Перейти к основному содержимому
Перейти к основному содержимому

Error 215: NOT_AN_AGGREGATE

подсказка

This error occurs when a column in a SELECT statement with GROUP BY is not wrapped in an aggregate function and is not listed in the GROUP BY clause.
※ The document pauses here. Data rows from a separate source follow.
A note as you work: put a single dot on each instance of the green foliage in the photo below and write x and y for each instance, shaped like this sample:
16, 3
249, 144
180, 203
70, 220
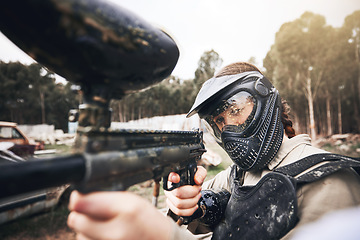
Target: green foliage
30, 96
171, 96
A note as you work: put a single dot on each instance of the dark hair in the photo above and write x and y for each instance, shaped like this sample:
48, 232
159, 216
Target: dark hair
240, 67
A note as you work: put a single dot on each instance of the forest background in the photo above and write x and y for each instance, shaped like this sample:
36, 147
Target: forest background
315, 67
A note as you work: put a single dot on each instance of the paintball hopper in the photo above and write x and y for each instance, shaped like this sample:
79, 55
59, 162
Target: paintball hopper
92, 43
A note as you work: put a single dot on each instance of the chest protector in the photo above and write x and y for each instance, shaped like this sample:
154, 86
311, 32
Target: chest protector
268, 210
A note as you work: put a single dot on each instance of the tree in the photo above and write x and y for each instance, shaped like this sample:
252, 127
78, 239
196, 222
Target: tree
298, 61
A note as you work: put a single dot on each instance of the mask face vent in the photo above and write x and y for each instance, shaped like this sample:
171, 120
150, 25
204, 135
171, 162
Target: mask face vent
256, 151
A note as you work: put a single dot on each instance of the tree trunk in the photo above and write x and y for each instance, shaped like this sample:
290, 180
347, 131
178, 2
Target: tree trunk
339, 113
42, 104
328, 114
311, 108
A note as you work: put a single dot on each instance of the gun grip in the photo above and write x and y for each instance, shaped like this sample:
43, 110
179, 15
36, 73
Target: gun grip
186, 177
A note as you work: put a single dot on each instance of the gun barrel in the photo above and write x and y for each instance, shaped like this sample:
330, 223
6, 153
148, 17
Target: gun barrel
93, 43
16, 178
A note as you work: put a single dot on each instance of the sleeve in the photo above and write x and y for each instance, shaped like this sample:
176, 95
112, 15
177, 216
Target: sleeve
337, 191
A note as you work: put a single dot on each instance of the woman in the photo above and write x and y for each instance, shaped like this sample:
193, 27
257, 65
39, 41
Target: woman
245, 114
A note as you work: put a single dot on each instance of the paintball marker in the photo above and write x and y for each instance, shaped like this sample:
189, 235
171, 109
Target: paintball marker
109, 52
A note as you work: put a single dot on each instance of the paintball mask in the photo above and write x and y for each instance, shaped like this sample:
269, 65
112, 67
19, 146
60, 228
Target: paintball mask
242, 112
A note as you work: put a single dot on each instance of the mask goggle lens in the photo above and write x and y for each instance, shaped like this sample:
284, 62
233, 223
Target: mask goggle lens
237, 111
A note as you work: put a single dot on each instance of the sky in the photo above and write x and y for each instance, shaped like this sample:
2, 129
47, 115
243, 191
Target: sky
236, 29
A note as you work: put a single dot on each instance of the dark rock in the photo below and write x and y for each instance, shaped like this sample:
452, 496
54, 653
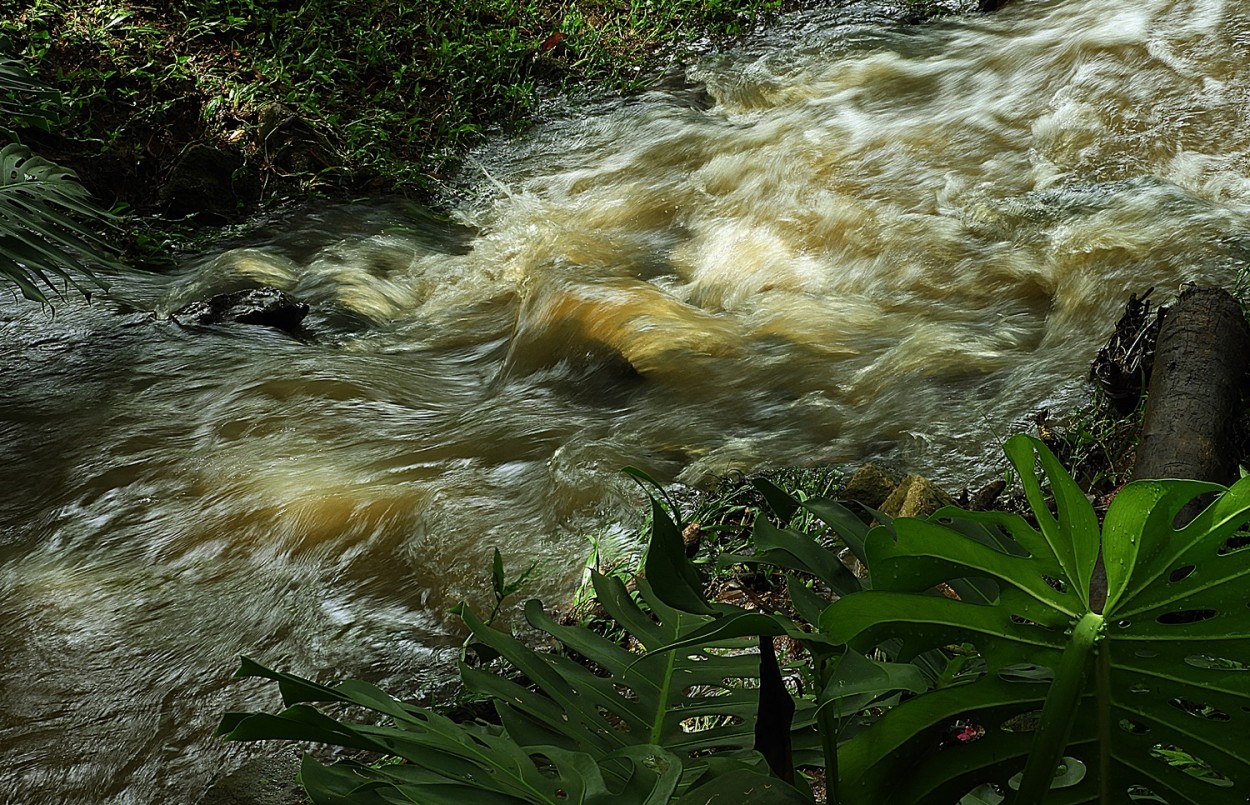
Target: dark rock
259, 781
869, 486
1123, 366
915, 498
293, 145
266, 306
203, 183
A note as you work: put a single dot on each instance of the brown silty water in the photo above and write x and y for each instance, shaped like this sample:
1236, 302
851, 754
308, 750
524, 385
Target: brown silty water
856, 239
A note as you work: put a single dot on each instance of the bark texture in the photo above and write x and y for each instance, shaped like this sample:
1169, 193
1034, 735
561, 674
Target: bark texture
1195, 390
1195, 395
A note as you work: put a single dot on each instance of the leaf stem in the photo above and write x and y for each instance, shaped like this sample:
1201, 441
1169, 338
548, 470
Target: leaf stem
828, 721
1059, 713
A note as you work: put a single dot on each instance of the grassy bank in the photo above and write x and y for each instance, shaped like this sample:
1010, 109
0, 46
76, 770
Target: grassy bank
205, 110
211, 106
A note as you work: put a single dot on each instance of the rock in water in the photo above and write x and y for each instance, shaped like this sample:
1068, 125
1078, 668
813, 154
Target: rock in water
915, 498
266, 306
870, 486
Every column in the SELECT list must either be aggregated (e.g., using SUM, COUNT, MAX) or be part of the GROUP BY clause.

Quick reference

Most common fixes:

-- Error: 'name' not in GROUP BY
SELECT user_id, name, COUNT(*) FROM users GROUP BY user_id;

-- Fix 1: Add to GROUP BY
SELECT user_id, name, COUNT(*) FROM users GROUP BY user_id, name;

-- Fix 2: Use aggregate function
SELECT user_id, any(name), COUNT(*) FROM users GROUP BY user_id;

If you're getting errors after upgrading to 22.8+ or 23.5+:

-- Fails in 22.8+ due to alias reuse
SELECT max(b) AS b, b AS b1 FROM t GROUP BY a;

-- Quick fix: Use different alias names
SELECT max(b) AS max_b, max_b AS b1 FROM t GROUP BY a;

-- Or use subquery
SELECT *, col1 / col2 AS result 
FROM (SELECT argMax(col1, ts) AS col1, argMax(col2, ts) AS col2 FROM t GROUP BY key);

-- Or enable experimental analyzer (23.x+)
SELECT max(b) AS b, b AS b1 FROM t GROUP BY a SETTINGS allow_experimental_analyzer = 1;

For materialized views in 24.11+:

-- Fails in 24.11+
GROUP BY 1, 2, 3  -- Positional arguments

-- Fix: Use explicit column names
GROUP BY driver_id, creation_date_hour, operation_area

Most common causes

  1. Column missing from GROUP BY clause

    • Selecting columns that are neither aggregated nor in GROUP BY
    • Referencing columns from subqueries that aren't properly grouped
    • Using alias substitution incorrectly with GROUP BY
  2. Alias reuse conflicts (22.8+ regression)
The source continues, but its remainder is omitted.